Iraq politics
Posted: Wednesday, July 02, 2008 1:28 PM by Domenico Montanaro
Filed Under:
2008, Security, McCain, Obama
From NBC’s Domenico Montanaro
The McCain campaign is trying to put Iraq front and center in this campaign -- now hitting Obama surrogate Sen. Claire McCaskill for saying the presumptive Democratic nominee would not change position on Iraq.
VIDEO: NBC's Andrea Mitchell talks with The New York Times columnist Bob Herbert about Barack Obama and John McCain's positions on the war in Iraq.
“I think that raises questions as to his sensibility given what’s happening on the ground there now,” said Rep. Eric
Cantor (R-VA). “What sounded sensible a year ago -- at least to some” is not necessarily what’s right now or reflective of what’s happening on the ground, he continued.
Cantor, who has had his profile raised by mild rumors of his consideration as VP, warned, as have other Republicans, that pulling out at the wrong time could end up in a regrouping of insurgents or lead to an emboldened al Qaeda.
“He’ll have to change it,” Cantor said of Obama’s policy, calling it an “ideological commitment” and pandering to the Left.
Asked by a reporter if the war is going so well, doesn’t it make sense to start withdrawing some troops now, Cantor replied this way, “Look, the decision on troop levels is the decision of the Commander in Chief. … That’s why I raise the question on Barack Obama’s intransigence on his Iraq policy.”
“He needs a plan based on sustaining and improving” the situation, he said.

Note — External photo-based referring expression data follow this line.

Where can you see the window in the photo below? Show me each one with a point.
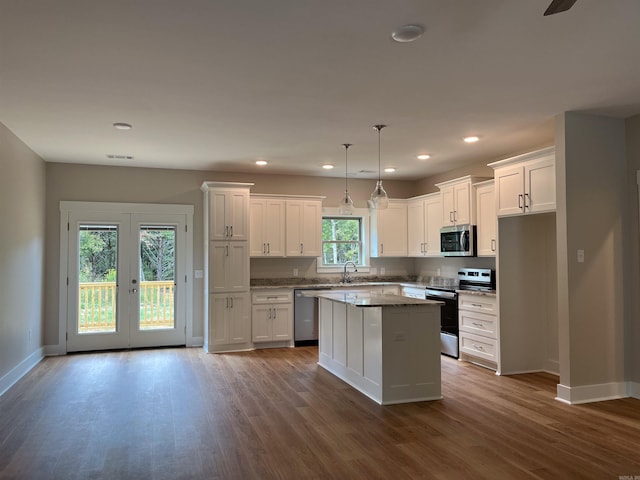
(342, 241)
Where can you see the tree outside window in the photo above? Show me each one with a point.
(341, 240)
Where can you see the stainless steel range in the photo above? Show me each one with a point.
(445, 290)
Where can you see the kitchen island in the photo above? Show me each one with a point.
(385, 346)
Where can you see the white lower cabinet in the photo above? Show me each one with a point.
(229, 317)
(272, 316)
(478, 323)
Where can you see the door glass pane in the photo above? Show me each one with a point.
(157, 277)
(97, 278)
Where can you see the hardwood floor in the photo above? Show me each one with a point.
(181, 413)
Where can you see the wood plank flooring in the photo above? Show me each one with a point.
(274, 414)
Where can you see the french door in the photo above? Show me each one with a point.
(126, 280)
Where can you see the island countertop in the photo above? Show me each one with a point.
(369, 299)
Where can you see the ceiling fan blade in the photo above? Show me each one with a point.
(558, 6)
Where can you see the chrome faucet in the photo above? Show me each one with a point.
(346, 276)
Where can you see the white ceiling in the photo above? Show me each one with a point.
(218, 84)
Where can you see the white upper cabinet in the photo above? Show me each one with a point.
(267, 226)
(458, 204)
(526, 183)
(303, 231)
(486, 218)
(228, 213)
(389, 230)
(424, 219)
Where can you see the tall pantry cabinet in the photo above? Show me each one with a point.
(227, 298)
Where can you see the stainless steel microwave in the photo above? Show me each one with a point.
(458, 241)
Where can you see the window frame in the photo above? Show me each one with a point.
(363, 215)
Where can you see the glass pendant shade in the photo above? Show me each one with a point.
(346, 204)
(379, 198)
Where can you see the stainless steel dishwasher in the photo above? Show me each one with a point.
(305, 318)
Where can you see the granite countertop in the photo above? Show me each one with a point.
(368, 299)
(306, 283)
(480, 293)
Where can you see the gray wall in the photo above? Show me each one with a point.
(591, 214)
(22, 197)
(139, 185)
(632, 254)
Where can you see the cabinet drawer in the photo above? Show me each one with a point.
(274, 296)
(477, 346)
(477, 323)
(478, 303)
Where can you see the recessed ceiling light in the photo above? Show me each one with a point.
(407, 33)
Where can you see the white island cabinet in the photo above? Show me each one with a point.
(385, 346)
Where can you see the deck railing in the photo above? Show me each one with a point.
(97, 306)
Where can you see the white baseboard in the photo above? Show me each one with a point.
(20, 370)
(195, 342)
(54, 350)
(592, 393)
(633, 389)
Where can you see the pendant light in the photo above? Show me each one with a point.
(379, 198)
(346, 204)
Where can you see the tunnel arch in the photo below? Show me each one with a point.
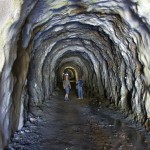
(114, 31)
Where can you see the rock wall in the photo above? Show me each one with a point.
(105, 41)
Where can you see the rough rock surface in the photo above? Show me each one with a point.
(73, 125)
(105, 41)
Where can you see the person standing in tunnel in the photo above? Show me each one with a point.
(66, 86)
(80, 88)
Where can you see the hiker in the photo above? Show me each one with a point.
(66, 86)
(80, 88)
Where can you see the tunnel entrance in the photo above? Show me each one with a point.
(105, 42)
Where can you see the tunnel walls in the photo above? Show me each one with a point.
(105, 41)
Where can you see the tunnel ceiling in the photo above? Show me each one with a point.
(107, 42)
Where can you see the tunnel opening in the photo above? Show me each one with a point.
(95, 42)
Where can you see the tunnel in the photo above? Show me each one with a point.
(104, 42)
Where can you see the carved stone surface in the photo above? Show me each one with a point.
(105, 41)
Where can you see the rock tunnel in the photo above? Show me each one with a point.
(105, 42)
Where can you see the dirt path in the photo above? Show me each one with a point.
(73, 125)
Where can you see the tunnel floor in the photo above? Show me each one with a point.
(74, 125)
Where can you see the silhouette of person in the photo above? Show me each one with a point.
(66, 86)
(80, 88)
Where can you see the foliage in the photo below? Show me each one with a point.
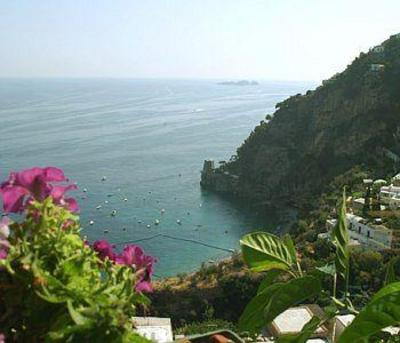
(49, 272)
(205, 326)
(262, 253)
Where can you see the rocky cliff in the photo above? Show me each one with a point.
(352, 118)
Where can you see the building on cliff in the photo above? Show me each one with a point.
(390, 195)
(218, 179)
(373, 235)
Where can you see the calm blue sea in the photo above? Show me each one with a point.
(149, 139)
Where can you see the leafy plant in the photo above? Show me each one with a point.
(265, 252)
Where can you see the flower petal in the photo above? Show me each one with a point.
(72, 205)
(4, 227)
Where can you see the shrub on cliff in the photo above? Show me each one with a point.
(54, 286)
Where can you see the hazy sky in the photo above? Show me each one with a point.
(266, 39)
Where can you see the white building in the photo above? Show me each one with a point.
(155, 329)
(396, 180)
(293, 319)
(378, 49)
(390, 195)
(377, 67)
(375, 236)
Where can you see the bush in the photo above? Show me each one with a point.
(54, 286)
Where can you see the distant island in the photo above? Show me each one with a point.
(239, 83)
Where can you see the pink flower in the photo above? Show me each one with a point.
(133, 256)
(4, 233)
(104, 249)
(35, 183)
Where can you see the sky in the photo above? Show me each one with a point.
(208, 39)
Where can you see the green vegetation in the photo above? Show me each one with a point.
(265, 252)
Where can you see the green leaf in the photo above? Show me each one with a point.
(275, 299)
(340, 237)
(270, 276)
(328, 269)
(390, 271)
(252, 318)
(263, 251)
(290, 294)
(382, 311)
(306, 332)
(77, 317)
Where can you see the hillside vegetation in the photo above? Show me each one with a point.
(352, 119)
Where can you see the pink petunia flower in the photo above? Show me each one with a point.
(4, 233)
(133, 256)
(36, 183)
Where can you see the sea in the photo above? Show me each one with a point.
(136, 149)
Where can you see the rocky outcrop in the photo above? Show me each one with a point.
(353, 118)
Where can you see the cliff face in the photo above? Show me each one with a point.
(353, 118)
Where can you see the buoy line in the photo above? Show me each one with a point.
(178, 239)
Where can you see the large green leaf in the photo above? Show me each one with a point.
(275, 299)
(263, 251)
(382, 311)
(270, 276)
(252, 318)
(302, 337)
(290, 294)
(340, 237)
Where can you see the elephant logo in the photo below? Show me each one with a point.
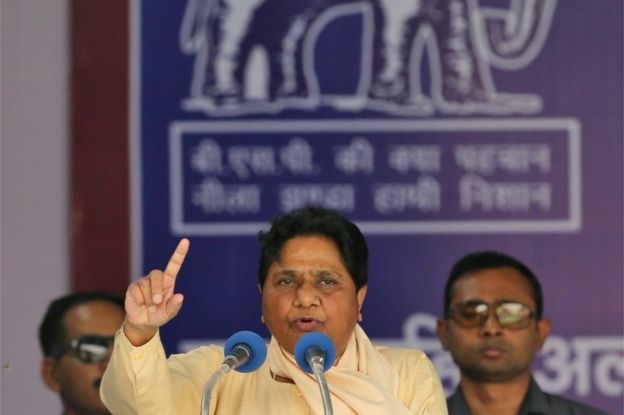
(255, 56)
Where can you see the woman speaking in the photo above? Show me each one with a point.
(313, 277)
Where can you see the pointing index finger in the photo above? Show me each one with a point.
(176, 260)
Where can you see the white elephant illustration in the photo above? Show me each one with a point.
(462, 41)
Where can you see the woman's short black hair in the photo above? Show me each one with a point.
(310, 221)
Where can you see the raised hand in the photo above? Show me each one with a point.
(151, 301)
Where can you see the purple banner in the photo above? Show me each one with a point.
(439, 127)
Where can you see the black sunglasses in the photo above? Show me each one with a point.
(88, 348)
(509, 314)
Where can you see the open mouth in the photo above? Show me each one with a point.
(307, 324)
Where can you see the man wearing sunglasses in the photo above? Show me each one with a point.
(76, 337)
(493, 327)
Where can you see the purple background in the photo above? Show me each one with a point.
(578, 74)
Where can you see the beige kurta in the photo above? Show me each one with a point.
(140, 380)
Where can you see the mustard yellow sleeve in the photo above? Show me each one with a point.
(141, 380)
(420, 388)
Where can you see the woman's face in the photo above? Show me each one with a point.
(309, 289)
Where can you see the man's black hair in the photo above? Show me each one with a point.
(479, 261)
(52, 332)
(315, 221)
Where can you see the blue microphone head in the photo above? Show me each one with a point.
(254, 343)
(315, 342)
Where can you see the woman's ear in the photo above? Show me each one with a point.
(48, 373)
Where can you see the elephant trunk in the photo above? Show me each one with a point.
(511, 39)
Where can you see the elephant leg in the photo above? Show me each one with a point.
(397, 22)
(230, 36)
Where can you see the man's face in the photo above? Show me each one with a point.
(76, 382)
(309, 289)
(490, 352)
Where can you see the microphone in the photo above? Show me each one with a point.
(244, 352)
(315, 353)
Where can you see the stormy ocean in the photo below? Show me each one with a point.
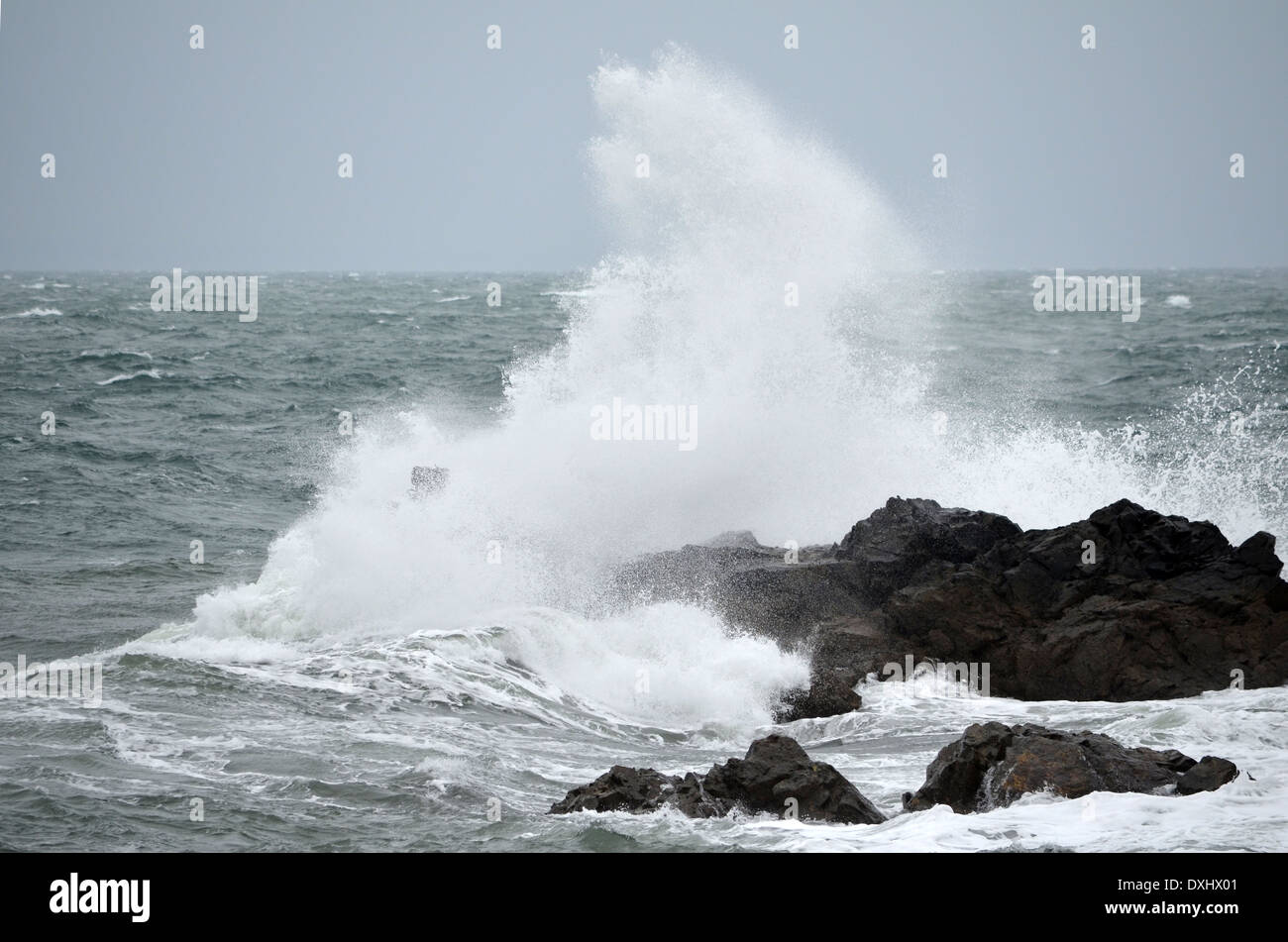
(296, 654)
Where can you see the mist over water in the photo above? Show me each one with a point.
(805, 417)
(380, 661)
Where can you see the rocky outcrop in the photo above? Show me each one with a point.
(993, 765)
(1125, 605)
(774, 771)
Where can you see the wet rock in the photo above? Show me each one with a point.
(1207, 775)
(1126, 605)
(992, 765)
(774, 771)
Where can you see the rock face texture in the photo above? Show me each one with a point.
(993, 765)
(774, 771)
(1125, 605)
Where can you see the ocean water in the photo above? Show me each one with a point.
(351, 668)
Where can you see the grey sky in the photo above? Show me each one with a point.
(224, 159)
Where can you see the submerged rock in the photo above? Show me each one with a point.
(993, 765)
(774, 771)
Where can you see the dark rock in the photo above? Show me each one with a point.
(1207, 775)
(774, 771)
(619, 789)
(993, 765)
(1166, 609)
(894, 545)
(827, 695)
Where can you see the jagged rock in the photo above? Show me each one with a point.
(1125, 605)
(1207, 775)
(993, 765)
(774, 771)
(827, 695)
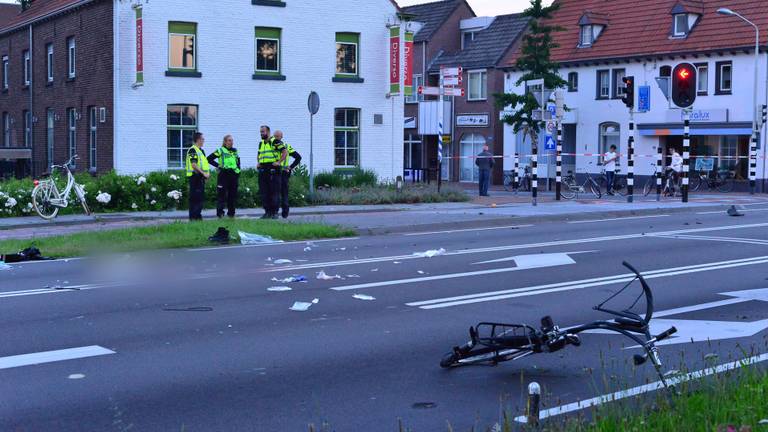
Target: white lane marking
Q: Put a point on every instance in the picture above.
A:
(53, 356)
(467, 230)
(575, 285)
(646, 388)
(224, 248)
(615, 219)
(511, 247)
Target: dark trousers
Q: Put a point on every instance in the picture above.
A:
(196, 197)
(285, 179)
(269, 189)
(485, 180)
(226, 190)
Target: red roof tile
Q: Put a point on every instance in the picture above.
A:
(640, 28)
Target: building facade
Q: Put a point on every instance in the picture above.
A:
(600, 46)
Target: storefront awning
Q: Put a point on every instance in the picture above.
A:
(665, 129)
(15, 153)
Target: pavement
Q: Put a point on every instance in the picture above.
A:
(194, 340)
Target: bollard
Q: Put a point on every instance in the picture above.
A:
(534, 402)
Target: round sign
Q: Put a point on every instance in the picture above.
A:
(313, 103)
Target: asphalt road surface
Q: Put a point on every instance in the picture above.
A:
(196, 341)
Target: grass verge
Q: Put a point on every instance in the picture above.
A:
(169, 236)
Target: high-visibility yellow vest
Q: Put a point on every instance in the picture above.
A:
(202, 162)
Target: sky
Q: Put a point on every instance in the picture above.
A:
(485, 7)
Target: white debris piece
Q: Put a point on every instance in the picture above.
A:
(303, 306)
(430, 253)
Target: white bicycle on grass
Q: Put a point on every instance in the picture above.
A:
(47, 199)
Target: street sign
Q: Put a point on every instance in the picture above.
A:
(644, 98)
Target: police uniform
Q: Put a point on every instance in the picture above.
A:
(270, 151)
(286, 176)
(228, 179)
(195, 155)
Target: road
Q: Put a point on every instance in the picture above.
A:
(195, 341)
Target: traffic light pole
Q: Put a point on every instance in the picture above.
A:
(686, 151)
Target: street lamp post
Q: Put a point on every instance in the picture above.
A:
(753, 145)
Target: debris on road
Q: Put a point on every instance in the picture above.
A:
(252, 239)
(323, 276)
(430, 253)
(303, 306)
(291, 279)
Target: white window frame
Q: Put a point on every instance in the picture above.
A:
(71, 58)
(676, 31)
(483, 73)
(194, 52)
(27, 68)
(357, 59)
(256, 57)
(49, 61)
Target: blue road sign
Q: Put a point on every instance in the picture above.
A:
(644, 98)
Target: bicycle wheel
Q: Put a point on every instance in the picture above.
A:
(41, 200)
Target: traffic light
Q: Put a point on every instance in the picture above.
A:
(684, 85)
(629, 92)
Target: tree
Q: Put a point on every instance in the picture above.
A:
(535, 63)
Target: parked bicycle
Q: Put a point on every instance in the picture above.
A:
(494, 342)
(48, 200)
(571, 188)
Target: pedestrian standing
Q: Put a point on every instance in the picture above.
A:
(609, 162)
(271, 155)
(198, 171)
(285, 177)
(228, 178)
(485, 162)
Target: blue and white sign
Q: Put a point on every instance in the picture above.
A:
(644, 98)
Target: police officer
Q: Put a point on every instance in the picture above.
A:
(286, 172)
(229, 176)
(271, 156)
(198, 171)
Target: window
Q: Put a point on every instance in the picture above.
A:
(603, 84)
(93, 122)
(267, 51)
(27, 69)
(347, 137)
(182, 125)
(618, 85)
(49, 61)
(347, 56)
(478, 85)
(702, 77)
(71, 58)
(610, 134)
(27, 119)
(5, 72)
(182, 49)
(49, 128)
(72, 133)
(681, 24)
(6, 130)
(418, 81)
(586, 36)
(573, 82)
(724, 79)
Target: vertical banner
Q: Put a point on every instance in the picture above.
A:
(408, 66)
(394, 60)
(139, 45)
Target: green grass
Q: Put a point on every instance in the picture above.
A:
(169, 236)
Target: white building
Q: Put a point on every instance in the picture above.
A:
(600, 46)
(227, 67)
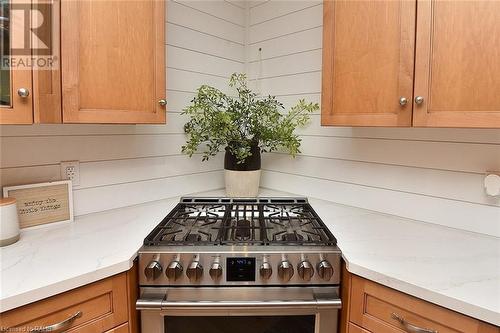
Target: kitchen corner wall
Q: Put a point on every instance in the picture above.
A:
(433, 175)
(122, 165)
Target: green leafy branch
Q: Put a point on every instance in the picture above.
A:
(217, 120)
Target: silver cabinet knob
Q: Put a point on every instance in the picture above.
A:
(265, 270)
(153, 270)
(23, 92)
(285, 270)
(174, 270)
(195, 271)
(325, 270)
(306, 271)
(215, 271)
(419, 100)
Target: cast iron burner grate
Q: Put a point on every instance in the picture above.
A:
(226, 221)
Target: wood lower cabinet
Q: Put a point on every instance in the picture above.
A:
(374, 308)
(103, 306)
(421, 63)
(113, 61)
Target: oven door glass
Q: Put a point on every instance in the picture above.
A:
(240, 324)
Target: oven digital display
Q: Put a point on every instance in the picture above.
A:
(240, 269)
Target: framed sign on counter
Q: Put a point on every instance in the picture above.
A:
(42, 203)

*** UPDATE *** The Obama campaign responds: "Throughout this campaign, Barack Obama has been clear and consistent in saying that we need to responsibly end the war in Iraq so that we can restore our military strength, finish the fight in Afghanistan and focus on the terrorists who actually attacked us on 9/11," Obama spokesman Tommy Vietor said in a statement. "Today, eleven months after Barack Obama called for more troops in Afghanistan, the Chairman of the Joint Chiefs of Staff supported that position while pointing out once again that the war in Iraq is shortchanging our effort in Afghanistan. Instead of questioning Barack Obama's consistent call for a new direction in Iraq and Afghanistan, John McCain should explain why he is offering nothing more than four more years of a failed foreign policy that has asked nothing of the Iraqi government, overstretched our military, failed to finish the job in Afghanistan, and failed to bring Osama bin Laden to justice for over six years."